Detection of Coke Oven Through-Wall Leakage using Data-driven Techniques
28 Sep 2011
M. Saiepour, P. Griffith; Tata Steel RD&T, Swinden Technology Centre, United Kingdom
G. Yi, J. Zhang, J. Morris; Newcastle University, United Kingdom
P. Warren; Tata Steel Long Products, Scunthorpe, United Kingdom
Within a European collaborative research project aimed at reducing emissions, maximising energy
efficiency and improving the performance of coke oven heating, rules-based and multivariate statistical process monitoring techniques have been applied for the on-line detection of through-wall leakage. Coke oven heating process, in steelworks, is a significant contributor to environmental emissions.
Legislation has made it essential to manage and reduce these emissions. Through-wall leakage of
material from oven chamber to heating flues is a major cause of incomplete combustion leading to
excessive emissions of dust, visible as black smoke at the battery stack. Hence, detection and location of leakage at an early stage is beneficial.
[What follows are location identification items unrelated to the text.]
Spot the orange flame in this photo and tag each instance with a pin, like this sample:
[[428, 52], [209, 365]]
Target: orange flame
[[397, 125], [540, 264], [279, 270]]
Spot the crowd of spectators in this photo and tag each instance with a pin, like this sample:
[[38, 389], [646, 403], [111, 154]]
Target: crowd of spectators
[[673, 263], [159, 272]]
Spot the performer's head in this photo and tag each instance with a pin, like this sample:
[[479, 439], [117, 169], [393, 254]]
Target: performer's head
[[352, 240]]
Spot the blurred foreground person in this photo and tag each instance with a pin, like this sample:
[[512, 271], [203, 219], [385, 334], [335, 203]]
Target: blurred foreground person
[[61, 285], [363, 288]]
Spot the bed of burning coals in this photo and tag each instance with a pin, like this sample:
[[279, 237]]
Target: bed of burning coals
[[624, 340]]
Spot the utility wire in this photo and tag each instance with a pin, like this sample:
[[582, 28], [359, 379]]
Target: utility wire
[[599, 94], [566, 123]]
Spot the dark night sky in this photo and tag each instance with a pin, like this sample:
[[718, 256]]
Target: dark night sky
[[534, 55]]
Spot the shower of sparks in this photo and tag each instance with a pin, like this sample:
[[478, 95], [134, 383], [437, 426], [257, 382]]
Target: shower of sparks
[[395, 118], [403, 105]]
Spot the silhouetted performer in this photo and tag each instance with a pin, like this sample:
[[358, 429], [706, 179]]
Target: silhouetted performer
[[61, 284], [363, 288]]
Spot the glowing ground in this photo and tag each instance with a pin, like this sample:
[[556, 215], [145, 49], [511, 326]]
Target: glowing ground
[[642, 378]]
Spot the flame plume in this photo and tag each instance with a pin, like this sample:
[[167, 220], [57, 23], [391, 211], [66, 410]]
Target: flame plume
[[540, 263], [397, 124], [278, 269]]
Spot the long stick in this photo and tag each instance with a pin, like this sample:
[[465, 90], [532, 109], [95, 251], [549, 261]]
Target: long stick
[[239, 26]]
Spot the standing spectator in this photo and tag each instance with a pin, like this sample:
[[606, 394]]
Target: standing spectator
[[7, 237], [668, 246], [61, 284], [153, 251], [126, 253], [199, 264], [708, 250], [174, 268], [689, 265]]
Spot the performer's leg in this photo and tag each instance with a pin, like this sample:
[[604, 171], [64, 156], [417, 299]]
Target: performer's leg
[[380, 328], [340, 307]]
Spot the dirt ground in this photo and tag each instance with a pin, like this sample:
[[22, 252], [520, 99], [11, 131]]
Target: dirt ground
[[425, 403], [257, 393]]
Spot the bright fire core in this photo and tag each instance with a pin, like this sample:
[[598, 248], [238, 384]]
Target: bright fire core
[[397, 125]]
This paper describes research undertaken at a Tata Steel coke oven plant (UK) to develop a diagnostic system to detect and locate through-wall leakage.
Historical coke oven process and waste gas data were analysed and regions selected when no leakage was suspected. These were used as normal condition data to build a principal component analysis (PCA) model with 4 principal components that represented about 80% of the data variations. The warning (95%) and the control (99%) limits for the two monitoring statistics, the square prediction error (SPE) and Hotelling’s T2, were then determined from the PCA model and the normal process operational data. In this study, an abnormal operating condition is detected when the SPE or T2 statistics of a consecutive number of data samples exceed the control limits. In order to determine if this is a through-wall leakage problem, data related to oven charging and combustion are examined. Results have demonstrated that the proposed method is effective in detecting through-wall leakage. A real-time diagnostic and advisory system is currently being developed.
The research leading to these results has received funding from the European Union Research
Programme of the Research Fund for Coal and Steel (Contract number – RFCR-CT-2008-00007).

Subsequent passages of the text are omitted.